If it’s a tropical trip you’re yearning for, an affordable jaunt to our neighboring island commonwealth might be just the thing. It’s not far from stateside, as the Bahamas are only about 55 miles from Florida’s coast (a car trip from Seattle to Olympia, for comparison, takes you about 60 miles). That makes it easy to schedule a shorter journey if you’re a cruise ship newbie. Still, the Bahamas haven’t earned their reputation as a tropical tourist haven for nothing, with beaches, resorts, water sports, and Nassau nightlife calling to would-be cruisers. Want more? Grand Bahama’s underwater cave system will appeal to swimmers and nature buffs. Port Lucaya’s marketplace calls to shoppers and souvenir seekers. And if you’re looking to make a new friend, the dolphins and sea lions of Blue Lagoon Island would love to say hello. Some areas of the Bahamas may be unsafe, so be sure to follow the State Department recommendations in terms of exercising caution.


The Western Caribbean region offers convenience — many ports of embarkation on the Gulf and Florida coasts — with warm weather and a treasure trove of diverse destinations.

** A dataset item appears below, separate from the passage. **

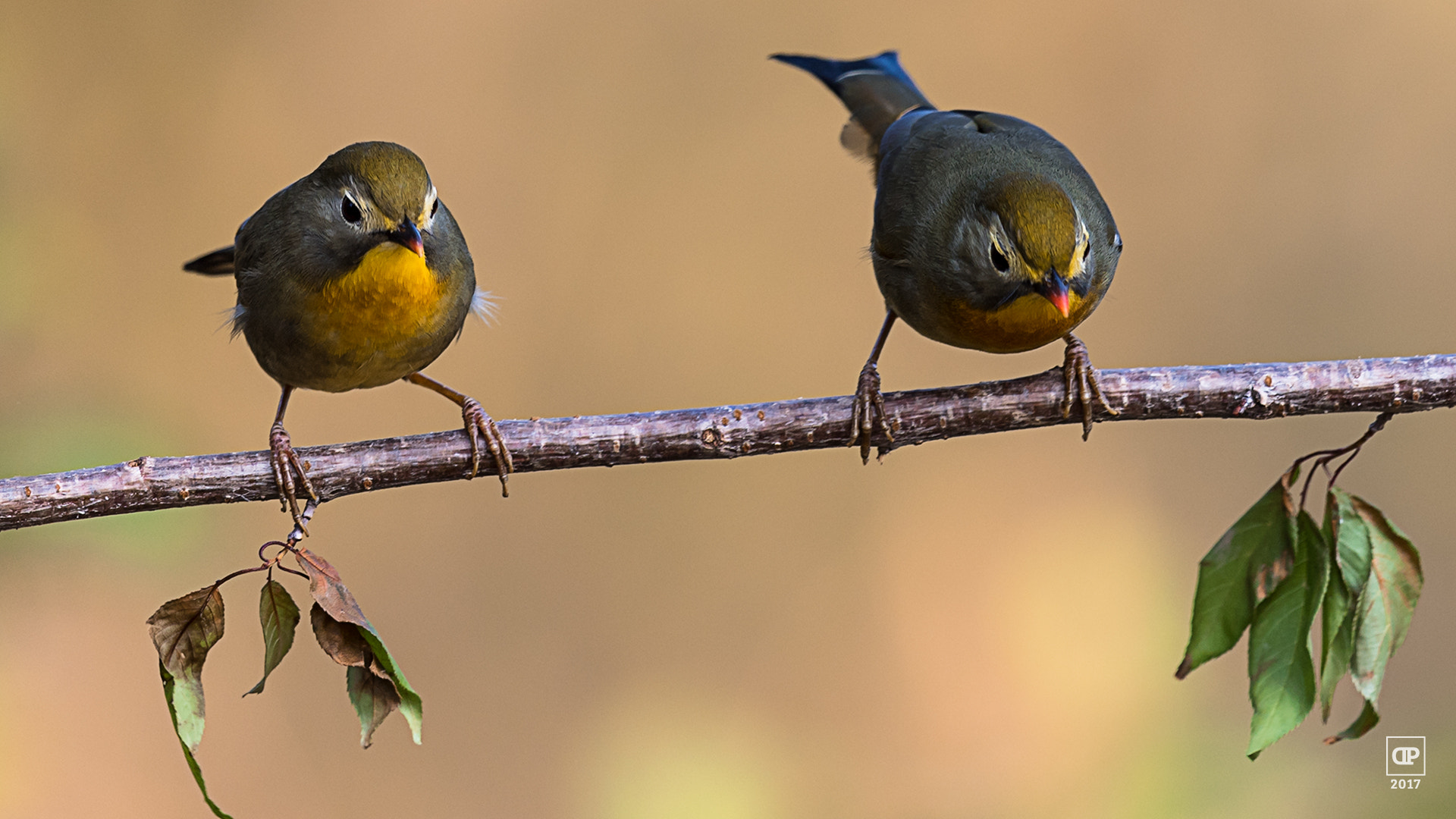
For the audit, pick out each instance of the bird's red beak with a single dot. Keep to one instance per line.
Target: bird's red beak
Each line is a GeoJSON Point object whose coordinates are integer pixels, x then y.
{"type": "Point", "coordinates": [1055, 289]}
{"type": "Point", "coordinates": [408, 235]}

Is it “fun in the sun” you’re after? You’ll get it in Jamaica or Grand Cayman. Like a little history with your revelry? Mayan ruins near Cozumel or Costa Maya might entice you. Ecotourism or adventure more your style? Go hiking or caving in Belize or Honduras. Perhaps the biggest draw for first-time cruisers, though, is the price tag — Caribbean cruises due west usually cost less than those heading to more easterly destinations.

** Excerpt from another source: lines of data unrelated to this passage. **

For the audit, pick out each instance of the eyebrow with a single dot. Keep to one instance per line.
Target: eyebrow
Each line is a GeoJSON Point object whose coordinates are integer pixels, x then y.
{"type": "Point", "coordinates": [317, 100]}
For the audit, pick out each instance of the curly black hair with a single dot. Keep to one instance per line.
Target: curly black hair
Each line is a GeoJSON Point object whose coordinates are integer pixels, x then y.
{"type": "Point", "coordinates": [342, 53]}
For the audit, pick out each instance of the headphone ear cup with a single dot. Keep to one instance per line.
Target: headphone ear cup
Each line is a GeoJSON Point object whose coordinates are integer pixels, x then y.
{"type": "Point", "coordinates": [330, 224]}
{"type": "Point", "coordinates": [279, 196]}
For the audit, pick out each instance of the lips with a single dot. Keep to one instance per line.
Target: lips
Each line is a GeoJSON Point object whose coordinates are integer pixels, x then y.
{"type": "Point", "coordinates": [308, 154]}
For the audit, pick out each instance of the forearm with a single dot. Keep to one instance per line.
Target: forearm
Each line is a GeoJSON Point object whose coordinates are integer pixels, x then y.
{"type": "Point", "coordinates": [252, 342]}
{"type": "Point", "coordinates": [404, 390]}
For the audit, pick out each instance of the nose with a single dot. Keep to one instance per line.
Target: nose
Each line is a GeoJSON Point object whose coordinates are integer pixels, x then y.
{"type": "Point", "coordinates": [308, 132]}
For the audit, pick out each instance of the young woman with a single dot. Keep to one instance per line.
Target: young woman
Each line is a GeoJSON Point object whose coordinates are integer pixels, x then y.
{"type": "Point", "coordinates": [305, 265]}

Not that Eastern Caribbean trips are cost-prohibitive, mind you. Many are quite affordable, and the region offers many destinations that are tailor-made for tourists. Take Puerto Rico, for example. San Juan, the capital, is five centuries old, and boasts rainbows of Spanish colonial architecture and magnificent fortresses overlooking the ocean. If it is nature that you’re after, the island’s jungles, rivers, and foothills provide plenty of pull. Those with more time in port should check out El Yunque National Forest, the only tropical rain forest in the U.S. national forest system.


This small island chain shared by the United States and Great Britain is a tourist magnet and a frequent stop for Caribbean cruises. St. Thomas, the largest American island, is known for its beaches and a haven for snorkelers. Charlotte Amalie, the capital of the U.S. Virgin Islands, gets 1.5 million cruise ship passengers a year. Its outdoor vendors plaza is world-famous, earning the city a reputation as “the duty-free capital of the world.” On the British side, Tortola — Spanish for “turtle dove” — boasts a string of spectacular beaches, as well as some of the most famous beach bars in the Caribbean. And if water sports is your thing, this might be the destination for you, with ample opportunity to try your hand at scuba diving, kiteboarding, and wind surfing.